The Scottish Affairs Committee of the UK Parliament meanwhile has launched a consultation on the future of landownership in Scotland and, in particular, on the corporate and fiscal dimensions of how Scotland is owned. A briefing paper (432:50 – Towards a comprehensive land reform agenda for Scotland) was published. This is a very welcome move since a Select Committee of Parliament has, unlike an independent review, the power to call witnesses and the authority to probe official bodies. This consultation (which is expected to lead to an inquiry in the Autumn) compliments the work of the LRRG and indeed the Review Group has written to the Committee to welcome the inquiry

The SAC inquiry will complement the work of the LRRG as it takes forward its phase 2 analysis.  The LRRG shares the view that there should be a comprehensive approach to land reform in Scotland, and agrees that the relationship between public funds and patterns of land ownership is an essential aspect to investigate.  The LRRG recognises that the Scottish Affairs Committee is particularly well positioned to consider matters related to taxation.”

Scottish Land and Estates, however, issued an intemperate statement to the media.

The individuals submitting this report have been well-known land reform activists for many years and are using this approach as another tactical ploy” and argued that  “such an investigation is unnecessary and unwarranted”.

I understand that the Chair of the Scottish Affairs Committee has spoken to SLE to ask them to correct this statement.

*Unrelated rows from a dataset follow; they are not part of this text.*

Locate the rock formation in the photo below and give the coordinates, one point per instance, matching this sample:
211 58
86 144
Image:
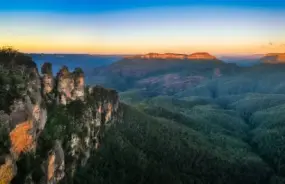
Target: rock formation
24 128
47 78
65 86
78 90
274 58
194 56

The individuals who wrote the report (which includes myself) did not “submit it” to the Committee. It was commissioned from us by the Committee. The consultation and inquiry are not a “tactical ploy” by us or anyone else. It is the work of a Select Committee of the House of Commons!

For the record, a number of members of the Scottish Affairs Committee have been very interested in exploring further aspects of the land question since the publication of the Committee’s excellent and thorough report on the Management of the Crown Estate in Scotland in March 2012.

I know this because they have discussed it with me on occasions. As it happens I was initially quite sceptical about what might be achieved by such an inquiry but it became clear that there was much to be examined in relation to what might be described as the “reserved dimensions” of land reform.

The recent EU Council agreement (see previous blog) as highlighted by Ian Davidson in his question to the Prime Minister has merely added impetus to such a move.

All in all it seems that following over a decade of no political action on the land question, there is rather a lot happening. As David Ross eloquently put it in a recent column in the Herald

Land reform campaigners used to complain that legislators in London danced to the Scottish landed lobby’s tune, but it seems Westminster is expanding its taste in music.”

(1) Some responses were made on a confidential basis and these remain unpublished. I have never sought to have these released and respect and understand why some people feel that they cannot openly say what they think.

(2) See, for example, here, here and here.